Sir_Cliff
Well-Known Member
This really sums up perfectly what I really love about Disney parks at their best. Particularly your point about how the Imagineers were able to mash things together from different times and places in a way that literally made no sense but cognitively made perfect sense to guests. That's honestly one thing that doesn't worry me so much about a PatF Splash Mountain at MK: a Louisiana bayou area wedged amidst the Rivers of America and Frontierland is exactly the sort of thing Imagineering would have done from the very beginning and been able to communicate as part of the same broad theme of Frontier. The fact there has been so much discussion of that thematic inconsistency makes me think people haven't quite grasped what makes the rest of the park so engaging."Appealing to broader ideas in culture" was the original meaning for the "theme" in themed lands. Nowadays it refers to a specific type of look, art style, or decoration (pretend, say, art nouveau) rather than an abstract concept ("adventure"). People have forgotten and it sucks and the theme park industry consciously moved away from the latter in order to condition people to expect the former and it has severely limited the potential of the art form. There's a reason almost any property could still find their way into Disneyland and other castle parks simply by grouping it into one of its several abstract themes (Fantasy! Frontier! Tomorrow!) but very hard to fit anything into any of the other parks.
It also makes for very boring themed environments. Where before there was excitement in shoving disparate styles into one themed area (I love Magic Kingdom's Adventureland for putting a thatch pagoda next to a tented bazaar all overlooked by a marooned treehouse in a giant tree), nowadays the fealty to "thematic integrity" actually makes for more boring environments. Arguments of, "doesn't fit the story," negates what should actually be driving the design of a land - how it makes the guest feel - and instead elevates the drive for "plot logic." A weird thing to emphasize because it's the clash of different stories occupying the same space (an ancient Grimm fair tale Snow White across from Peter Pan, two stories separated by hundreds of years) but sharing the same themes that makes lands so exciting.

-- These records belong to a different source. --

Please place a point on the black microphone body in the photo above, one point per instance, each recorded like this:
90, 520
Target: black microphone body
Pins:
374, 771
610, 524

There is certainly room for more than one type of park, but I 100% agree that the strict literal emphasis on story and, more recently, immersion is misguided in this respect. It really surprises me Disney doesn't seem to have gone back to see what makes the original model of DL work so well in so many different times and places. Instead of trying to read and distill the culture, they seem intent on simply immersing people in different environments. Increasingly, those environments are one film or a franchise, so if you don't feel anything about the specific film or films you're just left admiring the execution.